Entretien avec Xavier Fontanet : « la logique de Keynes est désormais à bout de souffle. »

 

Xavier Fontanet revient là sur les moyens dont dispose l’État pour réguler la conjoncture et impacter une politique économique. Pour cet économiste, professeur à HEC et l’Insead, ancien président de Essilor, les logiques d’intervention inspirées par les préceptes de John Meynard Keynes sont désormais à bout de souffle.

  

Pendant toute la moitié du 20e siècle, la logique de Keynes, les outils avec notamment les outils d’intervention mobilisés qui ont été préconisés par l’ancien gouverneur de la banque centrale d’Angleterre ont dominé toutes les politiques économiques depuis 70 ans.

Au lendemain de la guerre, l’idée que le moyen de se relever des cataclysmes passait par une relance de la demande a été partagée par tout l’Occident. « La demande du consommateur est le moteur de la croissance et par conséquent, de l’emploi. Cette idée a non seulement permis à l’Occident de se relever mais aussi d’éviter de céder à la tentation communiste qui vendait une promesse de paradis sur terre où chacun aurait pu disposer des moyens dont il avait besoin.
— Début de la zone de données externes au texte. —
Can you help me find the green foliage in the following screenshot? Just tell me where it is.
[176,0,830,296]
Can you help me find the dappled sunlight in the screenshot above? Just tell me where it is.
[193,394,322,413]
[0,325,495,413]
Pour tous les libéraux adeptes de l’économie de marché, de la liberté individuelle et d’un système capitaliste nourri par la propriété privée des moyens de production, la promesse communiste était utopique, elle menait à la catastrophe et à l’autoritarisme. Keynes a proposé des moyens d’adapter le capitalisme, de l’accompagner par les Etats démocratiques, sans toutefois abimer les ressorts principaux qu’étaient la propriété infidèle et la concurrence facteur de progrès. Il a inventé une sorte d’économie sociale avec comme structures et systèmes d’organisations politiques, des régimes socio-démocrates.

Tout ce qui se passe dans le monde aujourd’hui prouve que les préceptes de Keynes sont en recul. Comment expliquer ce changement ?

Xavier Fontanet : Je crois que, dans un monde très concurrentiel, si la logique portée par Keynes n’est pas cantonnée à des interventions temporaires, cette logique ravage les industries.

L’économiste Claude Sicard vient de publier une étude montrant, graphiques à l’appui, que la politique française visant à corriger les inégalités a pour effet de plomber l’industrie et de réduire le PIB par habitant. C’est ce qui s’est passé au cours des trente dernières années.

La réduction n’est pas l’épaisseur du trait, c’est un facteur de 1 à 2 sur cinquante ans si on observe les parcours relatifs de la France et de la Suisse.

Quand on entend nos ministres proclamer leur volonté de défendre l’industrie, comme Bruno Le Maire vient de le faire avec le « pacte productif », et laisser au même moment passer un budget en déficit (malgré le niveau d’impôts le plus élevé au monde), on est tenté de leur conseiller de prendre une feuille blanche et de faire eux-mêmes les calculs qui suivent.

 

Jean Marc Sylvestre : Par souci pédagogique, Xavier Fontanet, vous prenez l’exemple de deux pays dont les sphères publiques ont le même périmètre et occupent 57 % du PIB pour le premier et pour le second 44 %. On pense à la France et à l’Allemagne ?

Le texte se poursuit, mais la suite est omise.